17. An electric circuit as recited in claim 16, wherein said voltage sampler ascertains a value of the electrical current flow resistance by reference to the voltage presented to the skin of the patient by the return electrode during a predetermined actual sampling period within an available accurate sampling window following a delay period of sufficient duration to allow for the dissipation of switching-related transients associated with developed skin capacitance at the medicaments matrix and at the return electrode.

18. An electric circuit as recited in claim 17, wherein said actual sampling period occurs immediately prior to the conclusion of said available accurate sampling window.

19. An electric circuit as recited in claim 17, wherein said delay period is temporally contiguous with said available accurate sampling window.

20. An electric circuit as recited in claim 14, further comprising a user switch carried on the substrate, operation of said user switch initiating operation of said power source.

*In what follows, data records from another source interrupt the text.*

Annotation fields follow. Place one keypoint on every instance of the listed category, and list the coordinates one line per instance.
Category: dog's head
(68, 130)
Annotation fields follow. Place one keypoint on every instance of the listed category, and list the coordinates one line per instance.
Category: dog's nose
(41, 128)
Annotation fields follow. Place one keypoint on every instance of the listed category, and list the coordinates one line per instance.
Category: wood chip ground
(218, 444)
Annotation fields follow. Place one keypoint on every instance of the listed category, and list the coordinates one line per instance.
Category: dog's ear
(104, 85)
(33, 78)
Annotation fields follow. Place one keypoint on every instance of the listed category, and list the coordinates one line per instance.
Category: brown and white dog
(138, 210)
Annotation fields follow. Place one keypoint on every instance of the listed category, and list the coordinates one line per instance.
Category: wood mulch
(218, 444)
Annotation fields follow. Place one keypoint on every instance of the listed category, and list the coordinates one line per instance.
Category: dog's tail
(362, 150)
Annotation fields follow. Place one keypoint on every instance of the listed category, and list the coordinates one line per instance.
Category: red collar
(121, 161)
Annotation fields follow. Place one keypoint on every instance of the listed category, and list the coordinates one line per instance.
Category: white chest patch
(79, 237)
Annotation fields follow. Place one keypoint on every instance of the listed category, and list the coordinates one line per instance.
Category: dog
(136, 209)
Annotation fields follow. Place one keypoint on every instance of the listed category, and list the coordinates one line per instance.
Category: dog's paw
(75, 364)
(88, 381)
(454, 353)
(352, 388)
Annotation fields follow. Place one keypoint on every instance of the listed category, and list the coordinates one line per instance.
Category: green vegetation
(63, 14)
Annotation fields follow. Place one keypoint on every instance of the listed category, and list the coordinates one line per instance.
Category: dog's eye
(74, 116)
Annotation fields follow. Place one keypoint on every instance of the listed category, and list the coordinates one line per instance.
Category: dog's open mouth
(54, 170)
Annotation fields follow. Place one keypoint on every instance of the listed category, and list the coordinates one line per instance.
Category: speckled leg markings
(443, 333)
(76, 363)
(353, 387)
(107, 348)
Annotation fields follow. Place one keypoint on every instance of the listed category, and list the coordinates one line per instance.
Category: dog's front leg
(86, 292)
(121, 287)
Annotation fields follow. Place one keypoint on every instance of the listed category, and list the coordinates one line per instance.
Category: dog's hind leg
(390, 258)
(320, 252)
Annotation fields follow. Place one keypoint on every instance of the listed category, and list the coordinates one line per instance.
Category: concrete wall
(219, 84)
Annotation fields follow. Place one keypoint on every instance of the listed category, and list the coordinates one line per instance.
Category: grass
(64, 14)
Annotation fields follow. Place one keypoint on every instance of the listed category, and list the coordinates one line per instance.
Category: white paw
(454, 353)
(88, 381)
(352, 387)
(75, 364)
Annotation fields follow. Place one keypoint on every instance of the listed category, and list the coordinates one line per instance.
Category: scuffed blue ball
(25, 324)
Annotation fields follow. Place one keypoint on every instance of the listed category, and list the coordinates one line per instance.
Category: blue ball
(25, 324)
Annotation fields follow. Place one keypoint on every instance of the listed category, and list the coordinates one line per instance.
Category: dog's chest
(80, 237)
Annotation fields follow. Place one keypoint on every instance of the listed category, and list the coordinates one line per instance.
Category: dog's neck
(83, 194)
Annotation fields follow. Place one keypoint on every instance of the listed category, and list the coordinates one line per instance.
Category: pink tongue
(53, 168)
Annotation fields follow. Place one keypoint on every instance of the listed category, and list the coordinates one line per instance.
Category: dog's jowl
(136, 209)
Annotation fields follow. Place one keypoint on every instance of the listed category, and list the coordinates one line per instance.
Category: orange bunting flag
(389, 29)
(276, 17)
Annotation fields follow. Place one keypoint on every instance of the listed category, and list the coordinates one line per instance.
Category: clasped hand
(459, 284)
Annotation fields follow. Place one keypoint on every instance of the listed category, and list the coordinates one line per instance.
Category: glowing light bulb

21. An electric circuit as recited in claim 18, further comprising

(a) a clock activated by said user switch;

(b) a dosage timer in said microprocessor producing as an output signal a running cumulative total of the amount of medicament delivered to the skin of the patient by said iontophoretic migration; and

(c) a shutoff switch activatable by said microprocessor to disable said power source.

22. A transdermal medicament patch comprising:

(a) a flexible substrate having a therapeutic face configured for releasable retention against the skin of a patient;

(b) a medicament matrix susceptible to permeation by medicament and secured to said therapeutic face of said substrate;

(c) a return electrode on secured to said therapeutic face spaced from said medicament matrix, said return electrode and said medicament matrix effecting electrically conductive engagement with the skin of the patient when said substrate is retained thereupon;

(d) a power source carried on said substrate and being electrically coupled between said medicament matrix and said return electrode; and

(d) therapy status advisement means non-removably carried on said substrate and driven by said power source for communicating to a user the extent of completion of a predetermined therapy period wherein medicament is to be administered from said medicament matrix into the skin of the patient using iontophoretic migration.

23. A medicament patch as recited in claim 22, wherein said therapy status advisement means comprises a visual indicator.

24. A medicament patch as recited in claim 23, wherein said therapy status advisement means comprises:

(a) a light-emitting diode; and

(b) a driver for said light-emitting diode, said driver causing said light-emitting diode to operate in various of a plurality of preselected modes from the activation of said power source until the completion of the predetermined therapy period.

25. A medicament patch as recited in claim 23, wherein said therapy status advisement means comprises:

(a) a light-emitting diode;

(b) a timer active during said therapy period; and

(c) a driver for said light-emitting diode, said driver causing said light-emitting diode to operate in various of a plurality of preselected modes when said timer is active.

26. A medicament patch as recited in claim 25, wherein said driver causes said light-emitting diode to operate intermittently.

27. A medicament patch as recited in claim 25, wherein said timer is deactivated when said iontophoretic migration is absent.

28. A medicament patch as recited in claim 27, wherein said driver causes said light-emitting diode to operate in an open circuit mode when said timer is deactivated prior to the end of said therapy period.

29. A medicament patch as recited in claim 25, wherein said therapy period comprises a sequence of non-overlapping predetermined therapy subsessions, and said driver causes said light-emitting diode to operate in a distinct delivery confirmation mode during each of said therapy subsessions, respectively.

30. A medicament patch as recited in claim 29, wherein said driver causes said light-emitting diode to operate in a transition mode at the end of selected of said therapy subsessions.

31. A medicament patch as recited in claim 29, wherein said selected of said therapy subsessions comprises the final of said therapy stages.